|Image from londonist.com|
I have to admit I was worried about the young and updated production of La Boheme. For some reason this opera by Puccini gets the most amount of abuse in the hands of modernisers. I guess it’s because the story of the opera is easy to adopt to modern life; a love story between two young people, an impoverished writer and an equally poor flower girl.
I also knew this production would be sung in English, and that some of it would be set in the bar of the theatre. I told my mum, who’s seen La Boheme more times than I’v had birthdays (OK that may be a bit of an exaggeration, but you get the idea), that it may be awfully awful of awfully wonderful.
When we entered the theatre through the noisy bar I thought it might be the former. We were told to go upstairs to the second floor, and that it was free seating. I didn’t translate that one to my Finnish mother, I just made sure we were close to the doors when a queue started forming in the stairwell (the English!). Once inside the auditorium I chose seats on the third row (and how English am I?), but my mother spotted two seats in the front row, so off we went. To say we were close to the action is a bit of an understatement. Had we’ve been able to sing (which we sadly can’t AT ALL) we’d been on the stage.

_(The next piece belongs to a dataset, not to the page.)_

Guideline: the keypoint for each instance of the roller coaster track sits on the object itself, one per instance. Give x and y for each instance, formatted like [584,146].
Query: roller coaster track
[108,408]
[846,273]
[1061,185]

When the music started I wanted to close my eyes. I have to admit, I’m a bit of a traditionalist when it comes to opera. I love my dramas to be set in olden times, when consumption was a woman-killer and when men fell in love and carried the financial burden of a marriage (or kept a courtesan in champagne and pretty dresses). The idea of equality between sexes can spoil the plot of most 19th century operas. Which is why trying to set a Puccini opera in Soho in 2011 is more than a little demanding.
But, with a young, excellent cast and good direction, it can be done.
As advertised the second scene was in the crowded bar. Although a good gimmick, this was largely unnecessary. It was fun, but placed a real strain on the singers voices, something that didn’t improve the quality of the performance.
Still, in spite of all of this, both my mother and I enjoyed La Boheme immensely; it may have been because we both knew the opera so well that we loved it so. We knew tragic problems that faced both Mimi and Rodolfo, so we weren’t really concerned whether the plot was credible. As long as the singers were in character, and could sing, we filled in the void of the story with our experience. Also, we fully believed that a young girl could die of a slight cough, whereas some of the more sceptical members of the audience clearly had trouble understanding the seriousness of the final scene of La Boheme.
But even the sniggering young women in the seats behind didn’t stop us older ladies shedding a tear during the pertinent arias, and that’s good enough for me.